Weak convergence rates for Euler-type approximations of semilinear stochastic evolution equations with nonlinear diffusion coefficients

Abstract: Strong convergence rates for time-discrete numerical approximations of semilinear stochastic evolution equations (SEEs) with smooth and regular nonlinearities are well understood in the literature. Weak convergence rates for time-discrete numerical approximations of such SEEs have been investigated since about 12 years and are far away from being well understood: roughly speaking, no essentially sharp weak convergence rates are known for time-discrete numerical approximations of parabolic SEEs with nonlinear diffusion coefficient functions; see Remark 2.3 in [A. Debussche, Weak approximation of stochastic partial differential equations: the nonlinear case, Math. Comp. 80 (2011), no. 273, 89-117] for details. In the recent article [D. Conus, A. Jentzen & R. Kurniawan, Weak convergence rates of spectral Galerkin approximations for SPDEs with nonlinear diffusion coefficients, arXiv:1408.1108] the weak convergence problem emerged from Debussche's article has been solved in the case of spatial spectral Galerkin approximations for semilinear SEEs with nonlinear diffusion coefficient functions.
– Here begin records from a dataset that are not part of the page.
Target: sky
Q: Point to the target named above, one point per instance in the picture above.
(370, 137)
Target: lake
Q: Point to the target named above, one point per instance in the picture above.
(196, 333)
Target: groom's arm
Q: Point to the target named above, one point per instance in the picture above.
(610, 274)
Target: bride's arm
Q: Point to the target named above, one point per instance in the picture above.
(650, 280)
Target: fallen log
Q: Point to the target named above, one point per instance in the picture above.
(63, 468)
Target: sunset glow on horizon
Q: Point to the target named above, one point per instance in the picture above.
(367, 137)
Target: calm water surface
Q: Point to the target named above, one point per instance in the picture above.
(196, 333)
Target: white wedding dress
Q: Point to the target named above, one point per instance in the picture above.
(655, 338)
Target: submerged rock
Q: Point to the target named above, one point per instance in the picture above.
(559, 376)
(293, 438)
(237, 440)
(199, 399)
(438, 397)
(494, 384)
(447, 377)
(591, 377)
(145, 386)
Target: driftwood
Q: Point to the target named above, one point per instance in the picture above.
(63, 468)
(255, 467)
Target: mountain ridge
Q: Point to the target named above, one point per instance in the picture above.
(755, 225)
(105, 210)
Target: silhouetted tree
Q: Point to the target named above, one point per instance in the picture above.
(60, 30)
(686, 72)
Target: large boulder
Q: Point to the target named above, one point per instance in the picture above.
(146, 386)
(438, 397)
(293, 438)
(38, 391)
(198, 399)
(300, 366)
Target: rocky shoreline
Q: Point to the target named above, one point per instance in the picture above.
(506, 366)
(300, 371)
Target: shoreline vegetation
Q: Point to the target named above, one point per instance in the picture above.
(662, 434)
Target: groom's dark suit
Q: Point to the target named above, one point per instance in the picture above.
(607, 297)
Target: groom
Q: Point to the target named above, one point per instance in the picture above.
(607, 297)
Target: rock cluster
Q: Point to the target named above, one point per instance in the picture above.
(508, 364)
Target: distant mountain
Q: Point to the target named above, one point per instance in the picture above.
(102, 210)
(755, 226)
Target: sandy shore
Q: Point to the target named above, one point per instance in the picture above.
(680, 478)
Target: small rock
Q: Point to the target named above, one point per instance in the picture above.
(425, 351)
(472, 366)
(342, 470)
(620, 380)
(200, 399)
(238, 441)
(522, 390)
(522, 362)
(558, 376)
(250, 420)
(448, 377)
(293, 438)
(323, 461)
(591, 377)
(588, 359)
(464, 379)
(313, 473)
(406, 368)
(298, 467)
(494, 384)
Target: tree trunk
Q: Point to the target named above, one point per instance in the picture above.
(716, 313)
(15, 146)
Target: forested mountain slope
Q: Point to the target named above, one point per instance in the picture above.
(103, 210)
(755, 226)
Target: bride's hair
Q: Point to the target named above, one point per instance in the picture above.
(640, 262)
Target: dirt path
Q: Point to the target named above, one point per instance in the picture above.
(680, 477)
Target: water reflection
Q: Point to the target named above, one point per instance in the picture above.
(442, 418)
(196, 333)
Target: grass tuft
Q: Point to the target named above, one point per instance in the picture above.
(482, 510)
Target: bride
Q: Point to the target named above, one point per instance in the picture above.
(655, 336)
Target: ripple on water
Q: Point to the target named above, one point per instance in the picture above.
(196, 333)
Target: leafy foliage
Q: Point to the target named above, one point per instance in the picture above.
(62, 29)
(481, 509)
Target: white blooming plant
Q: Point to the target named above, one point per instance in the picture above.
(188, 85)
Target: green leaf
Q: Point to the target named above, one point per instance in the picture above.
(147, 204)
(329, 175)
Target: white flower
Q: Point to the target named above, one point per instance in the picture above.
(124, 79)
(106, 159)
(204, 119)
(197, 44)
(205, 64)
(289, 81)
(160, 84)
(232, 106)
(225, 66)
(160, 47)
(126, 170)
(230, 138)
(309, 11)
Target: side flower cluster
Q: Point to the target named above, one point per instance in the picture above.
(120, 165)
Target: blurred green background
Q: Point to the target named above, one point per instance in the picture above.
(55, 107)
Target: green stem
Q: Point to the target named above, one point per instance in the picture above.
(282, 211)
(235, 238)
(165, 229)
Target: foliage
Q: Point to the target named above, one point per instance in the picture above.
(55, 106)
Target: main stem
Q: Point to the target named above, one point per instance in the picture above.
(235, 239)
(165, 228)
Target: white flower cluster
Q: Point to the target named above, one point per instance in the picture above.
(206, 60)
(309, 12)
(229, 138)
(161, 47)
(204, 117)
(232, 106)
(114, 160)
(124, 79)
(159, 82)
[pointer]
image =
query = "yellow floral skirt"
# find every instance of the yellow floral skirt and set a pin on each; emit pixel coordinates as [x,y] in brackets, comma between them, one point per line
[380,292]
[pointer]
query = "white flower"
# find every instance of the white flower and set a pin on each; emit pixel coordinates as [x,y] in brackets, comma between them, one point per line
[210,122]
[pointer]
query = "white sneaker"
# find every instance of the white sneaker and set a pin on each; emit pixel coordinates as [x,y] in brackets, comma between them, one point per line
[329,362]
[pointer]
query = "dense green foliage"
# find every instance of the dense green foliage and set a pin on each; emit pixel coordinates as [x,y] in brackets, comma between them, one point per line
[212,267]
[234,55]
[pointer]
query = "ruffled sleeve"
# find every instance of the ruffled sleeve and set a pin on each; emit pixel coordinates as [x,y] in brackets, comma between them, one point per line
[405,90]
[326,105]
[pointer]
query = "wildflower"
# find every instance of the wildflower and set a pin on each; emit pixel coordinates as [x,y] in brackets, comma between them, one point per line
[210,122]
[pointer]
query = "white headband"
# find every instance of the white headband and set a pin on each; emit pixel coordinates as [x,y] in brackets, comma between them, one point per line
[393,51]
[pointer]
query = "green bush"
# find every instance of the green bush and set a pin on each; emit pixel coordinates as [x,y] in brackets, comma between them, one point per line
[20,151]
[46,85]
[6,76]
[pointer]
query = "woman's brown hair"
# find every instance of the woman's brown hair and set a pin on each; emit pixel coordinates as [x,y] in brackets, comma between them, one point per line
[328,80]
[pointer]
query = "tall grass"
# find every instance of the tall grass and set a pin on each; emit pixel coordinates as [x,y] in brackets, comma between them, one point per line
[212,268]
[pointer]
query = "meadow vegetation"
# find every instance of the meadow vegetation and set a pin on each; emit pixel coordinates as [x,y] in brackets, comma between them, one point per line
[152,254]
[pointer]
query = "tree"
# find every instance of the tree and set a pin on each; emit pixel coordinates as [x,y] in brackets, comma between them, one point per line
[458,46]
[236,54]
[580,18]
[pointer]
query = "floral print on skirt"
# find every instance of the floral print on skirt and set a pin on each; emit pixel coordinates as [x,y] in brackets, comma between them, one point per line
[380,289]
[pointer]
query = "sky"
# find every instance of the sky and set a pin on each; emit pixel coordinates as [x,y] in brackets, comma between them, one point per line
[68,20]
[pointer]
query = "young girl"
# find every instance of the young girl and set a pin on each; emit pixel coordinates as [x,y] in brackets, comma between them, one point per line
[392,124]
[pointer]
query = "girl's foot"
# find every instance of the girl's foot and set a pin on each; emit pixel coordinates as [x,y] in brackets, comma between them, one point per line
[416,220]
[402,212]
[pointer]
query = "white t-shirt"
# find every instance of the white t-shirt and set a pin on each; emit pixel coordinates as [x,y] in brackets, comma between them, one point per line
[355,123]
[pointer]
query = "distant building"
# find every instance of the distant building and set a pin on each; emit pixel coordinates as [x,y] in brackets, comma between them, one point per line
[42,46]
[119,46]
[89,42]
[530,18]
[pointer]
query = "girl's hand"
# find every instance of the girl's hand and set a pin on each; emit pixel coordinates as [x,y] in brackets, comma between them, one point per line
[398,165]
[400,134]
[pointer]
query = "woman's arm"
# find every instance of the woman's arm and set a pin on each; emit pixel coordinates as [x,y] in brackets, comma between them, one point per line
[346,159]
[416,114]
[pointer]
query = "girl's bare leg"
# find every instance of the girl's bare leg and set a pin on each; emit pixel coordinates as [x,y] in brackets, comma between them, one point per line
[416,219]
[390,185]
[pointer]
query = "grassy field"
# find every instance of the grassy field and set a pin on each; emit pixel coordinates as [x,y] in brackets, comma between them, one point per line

In this article we overcome the problem emerged from Debussche's article in the case of a class of time-discrete Euler-type approximation methods (including exponential and linear-implicit Euler approximations as special cases) and, in particular, we establish essentially sharp weak convergence rates for linear-implicit Euler approximations of semilinear SEEs with nonlinear diffusion coefficient functions. Key ingredients of our approach are applications of a mild It^o type formula and the use of suitable semilinear integrated counterparts of the time-discrete numerical approximation processes.